Grandmother’s Knives (1/2)

Grandmother’s Knives (1/2)

Andrea Hahnfeld

Original

My grandmother was a pious woman who believed in God. She took the Lord at His word and made the earth her own. At least a little piece of it, which was her garden. When I think of my grandma I see her in her garden, knife in hand. My grandma was all about knives and the sharpness of their edges was legendary. You could pick out any knife of her kitchen drawer and cut paper with it. She had large ones with long blades. Kept them on the counter in a wooden knife block for everyone to admire but not to use. They were expensive. My father gave them to her as a birthday present once, so she would have a good set of knives, so she would replace the cheap ones. But the fancy knives were used on special occasions only, like Christmases and birthdays. For all other occasions, she used her ordinary knives. They were small, their edges scratched from all the sharpening. Their handles were made of cheap plastic with subdued hues of orange and green that gave away the decade they were bought in. She did everything with those small knives.

As a child, I used to assist her in the garden. My grandmother’s garden was bigger than her house and there was always something that needed doing. Most of it was keeping the pests away from the plants. Once, I collected potato bugs to keep them as pets in a mason jar. She was after the slugs. I made the mistake of looking what she did to them. She picked up the brown slimy creatures I did not dare to touch as if they were not disgusting at all. She put them on the path that cut through her garden right in the middle like a concrete edge. The slugs retracted their antennae and curled up like they were expecting great pain. Grandma took out of her starched house dress the orange kitchen knife she loved best. Then, with a swift and resolute movement, she cut in two the curled up slugs. They are not brown on the inside, you know. Yellow gunk spilled out of them and I was appalled at my grandmother’s callousness.

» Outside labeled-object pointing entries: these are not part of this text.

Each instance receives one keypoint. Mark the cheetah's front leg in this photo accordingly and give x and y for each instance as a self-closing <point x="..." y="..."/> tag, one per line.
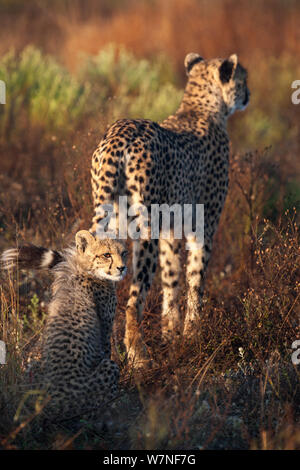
<point x="197" y="260"/>
<point x="145" y="254"/>
<point x="169" y="255"/>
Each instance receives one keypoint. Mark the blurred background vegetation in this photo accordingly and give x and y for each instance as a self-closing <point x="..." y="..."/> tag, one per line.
<point x="71" y="68"/>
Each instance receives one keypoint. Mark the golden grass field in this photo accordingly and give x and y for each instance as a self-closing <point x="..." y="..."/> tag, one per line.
<point x="72" y="68"/>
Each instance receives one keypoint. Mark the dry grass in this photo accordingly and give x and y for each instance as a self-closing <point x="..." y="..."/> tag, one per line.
<point x="231" y="385"/>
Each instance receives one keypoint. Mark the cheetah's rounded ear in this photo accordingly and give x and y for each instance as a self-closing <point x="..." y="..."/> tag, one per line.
<point x="227" y="68"/>
<point x="190" y="60"/>
<point x="82" y="239"/>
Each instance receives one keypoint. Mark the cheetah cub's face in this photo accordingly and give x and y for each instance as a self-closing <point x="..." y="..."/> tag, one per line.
<point x="101" y="258"/>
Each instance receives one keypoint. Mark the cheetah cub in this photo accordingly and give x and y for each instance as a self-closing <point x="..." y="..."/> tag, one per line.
<point x="75" y="370"/>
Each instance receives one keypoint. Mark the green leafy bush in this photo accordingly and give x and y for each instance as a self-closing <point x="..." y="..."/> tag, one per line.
<point x="123" y="86"/>
<point x="39" y="93"/>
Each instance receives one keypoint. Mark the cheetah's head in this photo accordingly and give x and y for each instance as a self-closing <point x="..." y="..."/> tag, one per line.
<point x="101" y="258"/>
<point x="219" y="81"/>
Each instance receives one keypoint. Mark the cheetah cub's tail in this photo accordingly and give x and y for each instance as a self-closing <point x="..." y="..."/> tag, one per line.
<point x="30" y="257"/>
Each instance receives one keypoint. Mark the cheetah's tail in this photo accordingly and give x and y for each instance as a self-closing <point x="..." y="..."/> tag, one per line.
<point x="30" y="257"/>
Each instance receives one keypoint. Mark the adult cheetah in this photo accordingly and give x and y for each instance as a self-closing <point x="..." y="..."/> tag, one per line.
<point x="75" y="369"/>
<point x="183" y="160"/>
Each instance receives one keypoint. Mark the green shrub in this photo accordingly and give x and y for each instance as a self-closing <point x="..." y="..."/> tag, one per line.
<point x="39" y="93"/>
<point x="123" y="86"/>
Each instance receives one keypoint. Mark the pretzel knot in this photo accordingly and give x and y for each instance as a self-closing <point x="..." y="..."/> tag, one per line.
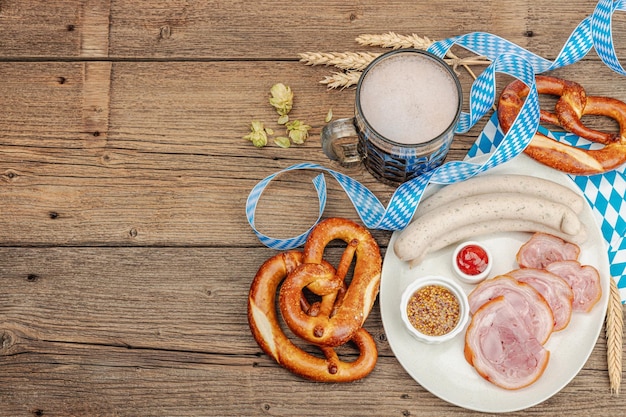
<point x="572" y="105"/>
<point x="335" y="319"/>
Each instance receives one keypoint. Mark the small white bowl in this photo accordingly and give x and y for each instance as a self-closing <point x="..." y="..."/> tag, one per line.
<point x="469" y="278"/>
<point x="450" y="285"/>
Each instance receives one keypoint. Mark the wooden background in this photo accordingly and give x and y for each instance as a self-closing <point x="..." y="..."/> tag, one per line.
<point x="125" y="255"/>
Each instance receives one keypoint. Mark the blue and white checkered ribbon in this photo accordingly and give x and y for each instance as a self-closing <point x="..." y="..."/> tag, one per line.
<point x="595" y="31"/>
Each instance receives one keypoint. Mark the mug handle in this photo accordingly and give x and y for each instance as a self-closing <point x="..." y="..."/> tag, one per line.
<point x="339" y="142"/>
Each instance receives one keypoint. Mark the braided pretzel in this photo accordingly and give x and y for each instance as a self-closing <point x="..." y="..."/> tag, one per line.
<point x="263" y="322"/>
<point x="572" y="104"/>
<point x="349" y="315"/>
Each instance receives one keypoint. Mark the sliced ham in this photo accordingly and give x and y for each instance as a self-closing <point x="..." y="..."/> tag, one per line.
<point x="542" y="249"/>
<point x="584" y="281"/>
<point x="529" y="305"/>
<point x="500" y="347"/>
<point x="554" y="289"/>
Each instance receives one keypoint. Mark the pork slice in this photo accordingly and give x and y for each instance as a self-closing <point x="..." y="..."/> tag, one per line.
<point x="542" y="249"/>
<point x="584" y="281"/>
<point x="500" y="347"/>
<point x="554" y="289"/>
<point x="529" y="304"/>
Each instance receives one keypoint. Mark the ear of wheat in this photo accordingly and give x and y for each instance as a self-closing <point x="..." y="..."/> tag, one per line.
<point x="353" y="63"/>
<point x="614" y="331"/>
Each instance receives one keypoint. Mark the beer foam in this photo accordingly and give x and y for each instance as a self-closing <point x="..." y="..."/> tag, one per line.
<point x="409" y="98"/>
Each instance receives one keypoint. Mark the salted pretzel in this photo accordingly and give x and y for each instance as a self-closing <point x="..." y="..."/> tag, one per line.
<point x="573" y="103"/>
<point x="349" y="315"/>
<point x="263" y="320"/>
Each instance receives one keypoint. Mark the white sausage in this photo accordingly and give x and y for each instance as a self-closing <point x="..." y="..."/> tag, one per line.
<point x="418" y="236"/>
<point x="504" y="183"/>
<point x="487" y="227"/>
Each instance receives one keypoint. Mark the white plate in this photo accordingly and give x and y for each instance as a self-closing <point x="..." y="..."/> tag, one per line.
<point x="442" y="369"/>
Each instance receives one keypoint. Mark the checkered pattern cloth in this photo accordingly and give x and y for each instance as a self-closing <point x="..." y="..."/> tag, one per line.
<point x="605" y="193"/>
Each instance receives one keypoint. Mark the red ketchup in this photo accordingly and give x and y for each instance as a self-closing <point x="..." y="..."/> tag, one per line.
<point x="472" y="260"/>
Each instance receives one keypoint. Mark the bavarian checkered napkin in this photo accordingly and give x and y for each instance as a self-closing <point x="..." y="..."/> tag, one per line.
<point x="606" y="194"/>
<point x="593" y="32"/>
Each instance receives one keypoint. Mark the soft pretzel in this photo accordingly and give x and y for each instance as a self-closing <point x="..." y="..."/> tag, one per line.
<point x="349" y="315"/>
<point x="572" y="104"/>
<point x="263" y="320"/>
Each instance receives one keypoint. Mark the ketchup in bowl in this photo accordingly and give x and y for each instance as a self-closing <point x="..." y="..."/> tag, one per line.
<point x="472" y="262"/>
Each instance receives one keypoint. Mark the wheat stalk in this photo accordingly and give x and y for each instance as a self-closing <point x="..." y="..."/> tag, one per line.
<point x="614" y="331"/>
<point x="353" y="61"/>
<point x="395" y="41"/>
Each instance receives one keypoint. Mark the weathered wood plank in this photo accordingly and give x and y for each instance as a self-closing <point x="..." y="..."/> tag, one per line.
<point x="239" y="29"/>
<point x="142" y="153"/>
<point x="101" y="331"/>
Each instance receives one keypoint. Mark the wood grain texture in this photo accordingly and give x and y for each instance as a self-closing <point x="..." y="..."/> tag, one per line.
<point x="125" y="254"/>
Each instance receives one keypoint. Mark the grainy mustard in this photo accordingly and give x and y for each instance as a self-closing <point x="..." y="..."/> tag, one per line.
<point x="433" y="310"/>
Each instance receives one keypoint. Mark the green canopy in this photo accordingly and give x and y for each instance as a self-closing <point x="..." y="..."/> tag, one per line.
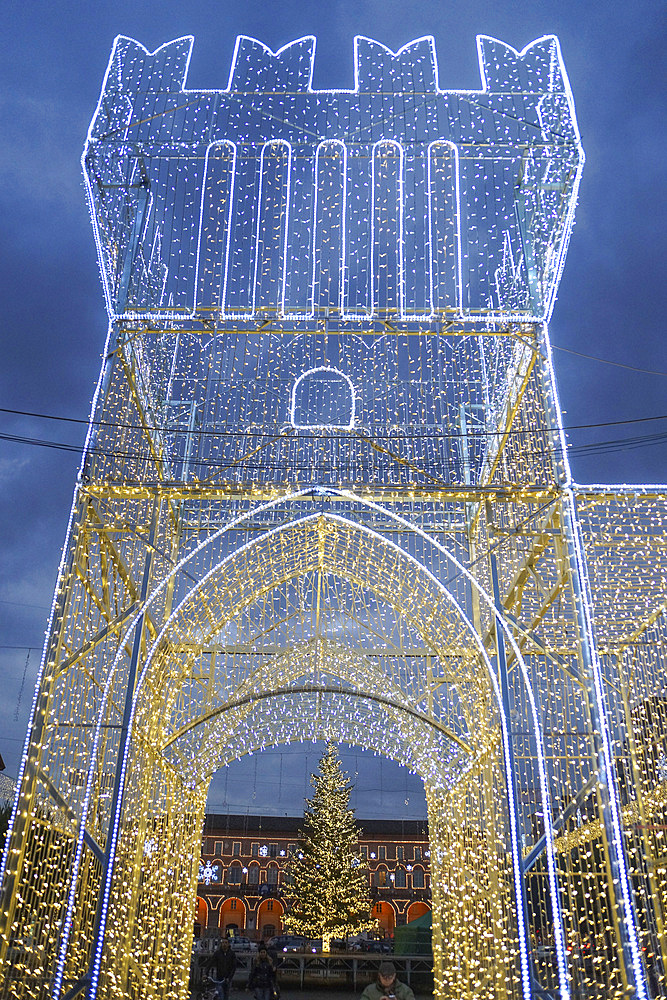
<point x="414" y="938"/>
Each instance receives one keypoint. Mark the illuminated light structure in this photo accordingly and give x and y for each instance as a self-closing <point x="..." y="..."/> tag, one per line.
<point x="325" y="495"/>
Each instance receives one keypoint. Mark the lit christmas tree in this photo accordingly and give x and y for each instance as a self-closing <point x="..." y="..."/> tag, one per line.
<point x="329" y="881"/>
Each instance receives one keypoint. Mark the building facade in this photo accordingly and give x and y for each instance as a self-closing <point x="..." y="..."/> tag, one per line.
<point x="243" y="876"/>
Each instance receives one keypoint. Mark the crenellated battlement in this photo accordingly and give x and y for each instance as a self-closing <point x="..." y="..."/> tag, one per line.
<point x="395" y="200"/>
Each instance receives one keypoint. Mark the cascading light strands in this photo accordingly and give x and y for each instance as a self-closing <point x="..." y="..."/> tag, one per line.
<point x="325" y="495"/>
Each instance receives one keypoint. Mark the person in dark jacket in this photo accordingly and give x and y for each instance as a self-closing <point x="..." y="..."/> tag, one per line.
<point x="387" y="987"/>
<point x="262" y="975"/>
<point x="223" y="961"/>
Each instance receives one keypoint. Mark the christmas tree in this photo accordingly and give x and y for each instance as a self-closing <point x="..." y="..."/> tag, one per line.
<point x="328" y="880"/>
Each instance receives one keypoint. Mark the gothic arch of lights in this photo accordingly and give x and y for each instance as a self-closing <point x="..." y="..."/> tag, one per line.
<point x="424" y="579"/>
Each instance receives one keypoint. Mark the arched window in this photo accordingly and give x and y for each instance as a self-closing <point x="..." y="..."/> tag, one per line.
<point x="380" y="877"/>
<point x="234" y="873"/>
<point x="322" y="397"/>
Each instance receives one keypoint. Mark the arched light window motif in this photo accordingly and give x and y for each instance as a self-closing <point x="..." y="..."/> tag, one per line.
<point x="323" y="397"/>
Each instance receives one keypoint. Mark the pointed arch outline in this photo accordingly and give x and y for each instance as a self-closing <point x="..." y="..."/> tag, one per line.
<point x="501" y="622"/>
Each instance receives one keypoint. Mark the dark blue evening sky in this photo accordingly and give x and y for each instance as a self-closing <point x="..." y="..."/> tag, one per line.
<point x="611" y="303"/>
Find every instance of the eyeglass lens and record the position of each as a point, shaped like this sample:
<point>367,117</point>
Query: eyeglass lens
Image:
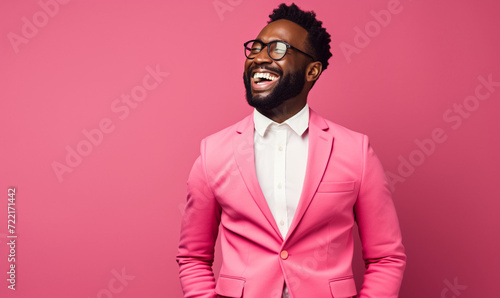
<point>277,49</point>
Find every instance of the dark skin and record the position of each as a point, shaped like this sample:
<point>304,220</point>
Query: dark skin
<point>293,61</point>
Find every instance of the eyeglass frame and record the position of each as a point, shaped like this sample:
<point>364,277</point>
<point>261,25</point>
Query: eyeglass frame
<point>288,46</point>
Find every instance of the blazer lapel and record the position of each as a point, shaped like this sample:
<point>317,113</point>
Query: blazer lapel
<point>320,149</point>
<point>243,148</point>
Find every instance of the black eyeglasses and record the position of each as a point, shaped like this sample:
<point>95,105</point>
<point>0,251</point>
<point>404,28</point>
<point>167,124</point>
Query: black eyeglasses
<point>275,49</point>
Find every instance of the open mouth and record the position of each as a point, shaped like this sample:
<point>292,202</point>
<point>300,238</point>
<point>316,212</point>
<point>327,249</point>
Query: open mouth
<point>263,80</point>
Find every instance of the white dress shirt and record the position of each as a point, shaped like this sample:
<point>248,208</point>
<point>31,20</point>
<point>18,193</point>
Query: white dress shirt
<point>280,162</point>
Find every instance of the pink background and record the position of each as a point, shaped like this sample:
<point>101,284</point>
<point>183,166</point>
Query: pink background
<point>119,209</point>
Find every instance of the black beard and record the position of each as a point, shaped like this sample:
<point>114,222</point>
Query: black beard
<point>288,87</point>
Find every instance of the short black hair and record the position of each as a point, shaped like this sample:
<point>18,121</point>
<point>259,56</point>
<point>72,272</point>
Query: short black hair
<point>317,37</point>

In the end, it was only logical that her beloved kitchen knife did one last deed for her. It cut into her arm with a decisive movement that went deep and created facts. Strangely, when I first was told about my grandmother‘s suicide, I was proud of her for she had been as bold and callous with her own life as she once had been with the slugs‘. It took me a long time to understand, that she maybe never was fearless or heartless. Maybe she did what she felt was necessary and her way of doing it fast, with one stroke and a sharp knife, was an act of mercy. She wanted to make sure death came fast and painless – for the slugs, and for her. Due to the circumstances of her death, my grandmother received a devotion in the mortuary, not a requiem mass in church. I wonder if the God to whom she prayed took her in nevertheless. I wonder, if she died fast and without pain. I wonder if her wrists looked like the bisected slugs. I never wonder about the knife, though. I am sure it was sharp. And I am sure its handle was orange.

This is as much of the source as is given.